As a child, I remember thinking that my family were much the same as any other – until I went inside the homes of my friends as a teenager. It was the first time I had been exposed to another family’s life and habits, and I was fascinated to find that they did things differently to us.

You can eat your tea on your lap? What a wonderful idea! Your mum doesn’t dance around the kitchen with her knickers on her head? Is she okay? You have carpet on your stairs? How fancy! A cupboard just for crisps and biscuits? What kind of snack heaven is this?

It also set in motion a desire to be ‘just like’ them. I’d make suggestions to my parents: ‘Why don’t we go to Mallorca this year instead of Devon, or, even better, on a cruise?’ and they’d exchange a lingering look and explain that we didn’t have the money. Apparently, it wasn’t a straight swap: our week in a leaky caravan, eating chips on the sea wall and playing Uno around the coffee table, for an all-inclusive jaunt around the Caribbean.
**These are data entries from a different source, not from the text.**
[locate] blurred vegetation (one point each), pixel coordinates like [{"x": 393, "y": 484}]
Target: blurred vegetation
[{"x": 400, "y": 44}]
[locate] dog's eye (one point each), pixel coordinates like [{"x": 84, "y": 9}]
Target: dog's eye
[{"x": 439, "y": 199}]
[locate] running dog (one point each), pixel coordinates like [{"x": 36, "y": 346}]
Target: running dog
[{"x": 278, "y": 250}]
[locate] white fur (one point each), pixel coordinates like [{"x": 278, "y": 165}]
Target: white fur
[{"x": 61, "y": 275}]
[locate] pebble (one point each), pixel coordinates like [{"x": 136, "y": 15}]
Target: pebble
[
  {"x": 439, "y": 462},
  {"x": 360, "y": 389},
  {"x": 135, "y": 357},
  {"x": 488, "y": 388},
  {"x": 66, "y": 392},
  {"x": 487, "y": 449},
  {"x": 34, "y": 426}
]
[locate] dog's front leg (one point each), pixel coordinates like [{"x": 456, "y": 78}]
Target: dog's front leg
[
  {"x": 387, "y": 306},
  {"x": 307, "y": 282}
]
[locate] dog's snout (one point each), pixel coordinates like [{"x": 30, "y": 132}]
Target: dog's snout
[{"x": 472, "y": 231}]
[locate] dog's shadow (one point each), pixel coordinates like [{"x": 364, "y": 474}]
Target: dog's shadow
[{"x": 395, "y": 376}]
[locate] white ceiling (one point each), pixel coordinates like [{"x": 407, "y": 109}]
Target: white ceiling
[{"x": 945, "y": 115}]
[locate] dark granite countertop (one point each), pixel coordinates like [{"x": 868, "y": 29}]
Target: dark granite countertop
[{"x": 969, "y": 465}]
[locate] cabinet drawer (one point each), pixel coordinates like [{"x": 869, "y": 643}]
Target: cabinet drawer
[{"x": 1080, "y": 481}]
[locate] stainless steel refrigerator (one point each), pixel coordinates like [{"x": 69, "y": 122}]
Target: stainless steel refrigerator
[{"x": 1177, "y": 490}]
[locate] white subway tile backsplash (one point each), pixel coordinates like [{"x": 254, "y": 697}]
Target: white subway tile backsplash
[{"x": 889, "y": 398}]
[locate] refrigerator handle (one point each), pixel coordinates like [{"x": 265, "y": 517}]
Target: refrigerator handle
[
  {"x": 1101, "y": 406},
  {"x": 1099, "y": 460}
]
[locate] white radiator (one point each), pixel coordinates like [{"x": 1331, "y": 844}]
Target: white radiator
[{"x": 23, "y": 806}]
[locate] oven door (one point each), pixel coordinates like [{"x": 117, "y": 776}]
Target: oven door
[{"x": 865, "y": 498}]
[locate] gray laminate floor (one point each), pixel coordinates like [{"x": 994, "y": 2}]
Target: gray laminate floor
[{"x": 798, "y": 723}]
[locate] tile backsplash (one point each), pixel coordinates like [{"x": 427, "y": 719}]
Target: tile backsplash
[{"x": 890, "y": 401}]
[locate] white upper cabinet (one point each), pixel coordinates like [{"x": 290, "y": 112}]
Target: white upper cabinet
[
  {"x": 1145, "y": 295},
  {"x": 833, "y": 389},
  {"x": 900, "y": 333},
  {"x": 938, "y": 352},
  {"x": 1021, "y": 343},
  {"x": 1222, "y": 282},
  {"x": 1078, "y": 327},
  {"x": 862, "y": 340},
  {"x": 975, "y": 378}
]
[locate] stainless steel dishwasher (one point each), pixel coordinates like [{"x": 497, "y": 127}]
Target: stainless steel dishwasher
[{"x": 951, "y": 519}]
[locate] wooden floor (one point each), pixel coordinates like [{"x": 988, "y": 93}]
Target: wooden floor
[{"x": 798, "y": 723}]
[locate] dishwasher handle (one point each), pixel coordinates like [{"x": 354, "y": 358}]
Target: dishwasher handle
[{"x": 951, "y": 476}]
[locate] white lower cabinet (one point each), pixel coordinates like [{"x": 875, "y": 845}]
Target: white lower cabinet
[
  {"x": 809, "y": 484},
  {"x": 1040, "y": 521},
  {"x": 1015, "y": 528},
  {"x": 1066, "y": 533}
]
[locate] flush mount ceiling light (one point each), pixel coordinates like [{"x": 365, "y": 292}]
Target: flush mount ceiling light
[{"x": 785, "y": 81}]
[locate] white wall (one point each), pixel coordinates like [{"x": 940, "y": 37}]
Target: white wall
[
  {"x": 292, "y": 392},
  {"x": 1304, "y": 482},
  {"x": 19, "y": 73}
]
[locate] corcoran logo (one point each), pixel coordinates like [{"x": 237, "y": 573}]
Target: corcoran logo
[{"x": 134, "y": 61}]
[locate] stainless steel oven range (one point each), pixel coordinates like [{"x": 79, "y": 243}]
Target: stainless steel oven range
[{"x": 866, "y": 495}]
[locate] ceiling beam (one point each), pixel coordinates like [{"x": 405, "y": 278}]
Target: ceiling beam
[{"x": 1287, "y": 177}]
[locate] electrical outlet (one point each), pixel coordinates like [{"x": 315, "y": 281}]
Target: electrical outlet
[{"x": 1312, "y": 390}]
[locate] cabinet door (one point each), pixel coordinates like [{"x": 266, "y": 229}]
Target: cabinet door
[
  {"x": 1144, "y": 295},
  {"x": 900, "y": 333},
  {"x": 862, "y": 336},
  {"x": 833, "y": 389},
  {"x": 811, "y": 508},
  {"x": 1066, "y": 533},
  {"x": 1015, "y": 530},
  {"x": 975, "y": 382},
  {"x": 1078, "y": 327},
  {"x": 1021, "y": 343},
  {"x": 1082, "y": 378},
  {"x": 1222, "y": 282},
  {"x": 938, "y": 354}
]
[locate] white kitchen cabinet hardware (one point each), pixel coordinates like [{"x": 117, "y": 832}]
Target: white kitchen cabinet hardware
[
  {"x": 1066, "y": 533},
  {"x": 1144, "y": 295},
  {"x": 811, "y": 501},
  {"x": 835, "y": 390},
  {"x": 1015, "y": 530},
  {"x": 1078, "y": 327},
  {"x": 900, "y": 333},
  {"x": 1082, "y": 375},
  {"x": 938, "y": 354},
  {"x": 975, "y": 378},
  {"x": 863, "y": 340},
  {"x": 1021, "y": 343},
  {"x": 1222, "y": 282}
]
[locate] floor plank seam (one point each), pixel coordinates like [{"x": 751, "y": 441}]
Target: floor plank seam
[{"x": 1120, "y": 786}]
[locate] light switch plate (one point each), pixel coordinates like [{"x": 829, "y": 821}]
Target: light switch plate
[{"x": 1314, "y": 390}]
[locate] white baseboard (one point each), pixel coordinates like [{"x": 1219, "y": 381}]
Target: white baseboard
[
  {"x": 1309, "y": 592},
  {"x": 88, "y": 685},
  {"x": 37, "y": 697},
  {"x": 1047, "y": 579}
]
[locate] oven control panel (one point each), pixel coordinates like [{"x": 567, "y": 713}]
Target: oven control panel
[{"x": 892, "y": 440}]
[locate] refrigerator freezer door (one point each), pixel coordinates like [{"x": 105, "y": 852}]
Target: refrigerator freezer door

I was more than a little envious when my friends pitched up at school with souvenirs from far-flung places, while I had a pencil with my name on it, bought from the campsite gift shop with my saved pennies. I guess this was the first time I became aware that money, and the lack of it, meant your choices were limited.

Aged ten, did I want to swap my crazy, big old family who moved in a pack and turned even the quietest country campsite into an East End knees-up? Yes. Yes, I did. I’d have traded them for a ticket tothethe high life quicker than you could say, ‘Disneyland, anyone?’

And that feeling didn’t fade in my teenage years. If anything, the sense that I was lagging behind only intensified. I wanted to know what it felt like to live that life, the one just out of reach. I wanted spare bedrooms. I wanted a state-of-the-art kitchen with a well-stocked fridge. I wanted money in the bank so I could go to a fabulous hairdresser in a fabulous salon who would make me look fabulous. Part of the joy would be in telling everyone about the experience, and that would make me feel… well, fabulous. Wouldn’t it?